I live in a bubble in beautiful Sonoma County, where self-care and yoga are mainstream, where finding healthful, organic food is almost easier than finding cigarettes. I live where I am surrounded by beauty, where art and culture are valued (even though there isn’t much in the way of nightlife). I live in West County, where everyone is mostly white and many are wealthy and make wine. And I do not begrudge anyone of anything, but I do see that the urgency and the direness of our situation as a country is muted and faded in the bubble I call home.
Don’t get me wrong, I consider myself lucky to live where I do. Though I wish there was more diversity (it’s getting better), I am grateful that I do not have to worry about violence happening in my backyard. I am grateful that I wake up in the morning to the sound birds chirping and not guns firing. But just because it is not happening in my own backyard does not mean that violence and oppression do not exist. Just because I am fortunate it does not give me the right to bury my head, to turn a blind eye. I must remove my head from the sand, and not just because I am a Black woman, but because I am a human being.
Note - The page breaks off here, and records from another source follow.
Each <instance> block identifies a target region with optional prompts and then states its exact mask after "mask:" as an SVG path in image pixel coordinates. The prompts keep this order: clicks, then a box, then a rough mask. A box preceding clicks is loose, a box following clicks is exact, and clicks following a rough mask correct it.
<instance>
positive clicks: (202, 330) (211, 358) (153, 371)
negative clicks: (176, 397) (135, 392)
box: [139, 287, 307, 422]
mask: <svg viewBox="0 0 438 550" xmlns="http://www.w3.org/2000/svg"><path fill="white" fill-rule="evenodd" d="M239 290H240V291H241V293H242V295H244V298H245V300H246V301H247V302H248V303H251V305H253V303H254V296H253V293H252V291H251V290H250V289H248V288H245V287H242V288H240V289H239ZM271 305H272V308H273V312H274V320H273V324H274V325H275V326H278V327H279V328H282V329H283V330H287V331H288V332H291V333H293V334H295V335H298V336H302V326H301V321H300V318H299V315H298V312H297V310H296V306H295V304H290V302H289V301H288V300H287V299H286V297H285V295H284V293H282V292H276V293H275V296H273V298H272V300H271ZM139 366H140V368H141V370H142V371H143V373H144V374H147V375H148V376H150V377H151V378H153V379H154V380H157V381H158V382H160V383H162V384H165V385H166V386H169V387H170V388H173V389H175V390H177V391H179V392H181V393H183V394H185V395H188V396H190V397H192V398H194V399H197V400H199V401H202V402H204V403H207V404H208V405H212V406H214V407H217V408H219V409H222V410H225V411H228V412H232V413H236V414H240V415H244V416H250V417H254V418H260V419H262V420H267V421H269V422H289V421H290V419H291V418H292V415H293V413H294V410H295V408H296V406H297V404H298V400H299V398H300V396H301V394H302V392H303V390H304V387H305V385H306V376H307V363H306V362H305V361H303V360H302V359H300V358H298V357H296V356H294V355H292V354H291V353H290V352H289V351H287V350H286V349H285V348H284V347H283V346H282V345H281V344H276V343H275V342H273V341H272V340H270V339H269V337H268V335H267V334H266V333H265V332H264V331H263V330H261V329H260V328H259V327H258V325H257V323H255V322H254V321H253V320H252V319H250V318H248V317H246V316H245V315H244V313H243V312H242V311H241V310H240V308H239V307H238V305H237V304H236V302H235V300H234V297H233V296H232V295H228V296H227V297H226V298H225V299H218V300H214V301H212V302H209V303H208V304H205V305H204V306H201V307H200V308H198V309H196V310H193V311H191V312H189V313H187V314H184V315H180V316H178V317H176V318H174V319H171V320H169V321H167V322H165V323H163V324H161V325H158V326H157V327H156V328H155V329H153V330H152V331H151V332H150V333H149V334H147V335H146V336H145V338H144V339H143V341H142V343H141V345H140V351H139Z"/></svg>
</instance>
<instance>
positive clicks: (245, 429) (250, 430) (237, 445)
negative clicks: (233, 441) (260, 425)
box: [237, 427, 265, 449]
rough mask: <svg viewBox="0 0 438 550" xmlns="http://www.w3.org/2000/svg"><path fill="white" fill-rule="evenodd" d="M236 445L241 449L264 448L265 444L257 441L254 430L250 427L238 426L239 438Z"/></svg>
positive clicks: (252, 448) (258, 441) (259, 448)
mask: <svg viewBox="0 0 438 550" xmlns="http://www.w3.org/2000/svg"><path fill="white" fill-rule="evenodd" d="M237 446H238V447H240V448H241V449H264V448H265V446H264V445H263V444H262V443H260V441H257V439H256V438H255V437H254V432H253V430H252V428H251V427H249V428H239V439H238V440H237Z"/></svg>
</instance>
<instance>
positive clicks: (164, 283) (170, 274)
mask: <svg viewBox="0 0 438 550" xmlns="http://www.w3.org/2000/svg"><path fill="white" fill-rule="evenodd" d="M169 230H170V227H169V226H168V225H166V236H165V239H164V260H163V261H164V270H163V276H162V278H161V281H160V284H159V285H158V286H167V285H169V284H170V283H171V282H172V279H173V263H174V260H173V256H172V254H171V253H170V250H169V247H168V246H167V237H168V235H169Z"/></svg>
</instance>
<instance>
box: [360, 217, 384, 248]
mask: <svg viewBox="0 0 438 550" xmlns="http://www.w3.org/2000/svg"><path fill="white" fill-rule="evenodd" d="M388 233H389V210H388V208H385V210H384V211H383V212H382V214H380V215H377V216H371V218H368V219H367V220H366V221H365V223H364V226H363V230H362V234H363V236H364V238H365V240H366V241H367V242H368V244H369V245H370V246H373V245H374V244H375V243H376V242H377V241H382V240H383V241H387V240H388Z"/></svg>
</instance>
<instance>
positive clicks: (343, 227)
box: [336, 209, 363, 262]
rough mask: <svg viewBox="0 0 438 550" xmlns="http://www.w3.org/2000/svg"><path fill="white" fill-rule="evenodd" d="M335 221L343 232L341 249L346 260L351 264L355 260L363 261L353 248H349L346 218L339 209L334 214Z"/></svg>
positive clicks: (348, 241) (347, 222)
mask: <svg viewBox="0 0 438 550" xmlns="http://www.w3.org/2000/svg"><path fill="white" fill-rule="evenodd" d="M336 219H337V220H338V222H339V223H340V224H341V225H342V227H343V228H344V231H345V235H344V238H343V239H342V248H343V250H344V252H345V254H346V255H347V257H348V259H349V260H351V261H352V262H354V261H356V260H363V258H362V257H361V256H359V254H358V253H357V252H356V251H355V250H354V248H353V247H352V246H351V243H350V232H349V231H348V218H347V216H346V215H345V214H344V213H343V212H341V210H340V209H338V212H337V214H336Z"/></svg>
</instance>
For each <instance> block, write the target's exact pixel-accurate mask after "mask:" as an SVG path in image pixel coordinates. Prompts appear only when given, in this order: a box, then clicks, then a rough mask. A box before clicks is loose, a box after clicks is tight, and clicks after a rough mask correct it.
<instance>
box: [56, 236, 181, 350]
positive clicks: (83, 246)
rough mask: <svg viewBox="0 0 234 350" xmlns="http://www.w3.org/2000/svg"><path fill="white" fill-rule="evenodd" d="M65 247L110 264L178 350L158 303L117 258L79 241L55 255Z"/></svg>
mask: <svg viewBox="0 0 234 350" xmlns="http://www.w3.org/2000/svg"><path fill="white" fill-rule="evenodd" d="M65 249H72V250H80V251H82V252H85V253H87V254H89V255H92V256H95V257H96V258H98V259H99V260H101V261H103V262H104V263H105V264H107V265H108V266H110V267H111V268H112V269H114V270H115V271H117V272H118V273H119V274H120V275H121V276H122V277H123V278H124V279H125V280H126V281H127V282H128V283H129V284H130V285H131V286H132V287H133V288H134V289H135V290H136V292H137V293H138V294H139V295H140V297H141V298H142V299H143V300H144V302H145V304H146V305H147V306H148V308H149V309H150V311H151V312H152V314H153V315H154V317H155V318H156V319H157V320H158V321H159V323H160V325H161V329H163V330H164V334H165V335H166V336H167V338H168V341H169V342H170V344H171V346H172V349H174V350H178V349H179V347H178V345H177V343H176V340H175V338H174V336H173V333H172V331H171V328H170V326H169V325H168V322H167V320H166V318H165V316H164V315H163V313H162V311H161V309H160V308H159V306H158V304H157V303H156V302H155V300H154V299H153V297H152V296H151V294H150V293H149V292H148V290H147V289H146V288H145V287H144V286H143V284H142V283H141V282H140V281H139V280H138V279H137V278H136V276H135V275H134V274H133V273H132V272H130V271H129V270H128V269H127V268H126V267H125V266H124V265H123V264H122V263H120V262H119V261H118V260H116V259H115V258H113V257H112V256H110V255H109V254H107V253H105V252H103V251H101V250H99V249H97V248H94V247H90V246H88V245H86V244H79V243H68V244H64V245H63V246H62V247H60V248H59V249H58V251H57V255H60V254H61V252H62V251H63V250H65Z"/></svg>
There is suffering in this world, suffering at every turn, much of it that is senseless and not easily explained. But the shootings of Black men in this country, though senseless, can be explained. These shootings occur because racism is still ingrained in the practices of our government, our economy, our society, our police forces. Racism is not simply a bygone affliction. It is a lingering evil that is perpetuated by our institutions of power.
Oppression is a reality for people of color, where the color of our skin often dictates our lot in life. Even if we do manage to succeed, even if we are fortunate to live somewhere that affords more opportunity or we are able to go to school, just by being alive we run the risk of being murdered in the street or in our car. Just by being Black we run the risk of dying. Dying a senseless death, dying before it our time, dying at the hands of those who are meant to protect us.
So, at my sister’s urging, I watched the videos of Sterling and Castile’s murders. When she told me to watch them I said I didn’t think I could handle it. She made me think again when she spoke of being a mother to her son, of being a wife. Castile and Sterling could be my nephew, my brother-in-law. Sterling and Castile could be me. So I watched the videos. I watched them to remove my head from the sand, to educate myself. I watched them so I can attempt to do something in an informed way. I watched them because it serves no one to “protect” myself from the horrors of the world.
I took the first step when I watched the videos today, when I learned the names of the men who were gunned down for no reason other than they were Black. I took the second step when I reached out to the Black Lives Matter movement, asking how I can help. I may not know what to do, but I have to do something. We all have to do something. Because these killings, this violence, this ignorance and oppression, has to stop. No matter what color we are, we are all in this together. We have to be, or it will never end. And for those who don’t know, the Black Lives Matter movement strives for the equality of all ethnicities, sexual orientations, creeds. The movement gives voice to the voiceless, it works to lift up the disenfranchised, to create the world we wish to see. Which is the duty of all of us as human beings who share this world. Will you join me?
I wish you a wild, free life. (And if you do live wild and free, please don’t take that freedom for granted. Use it.)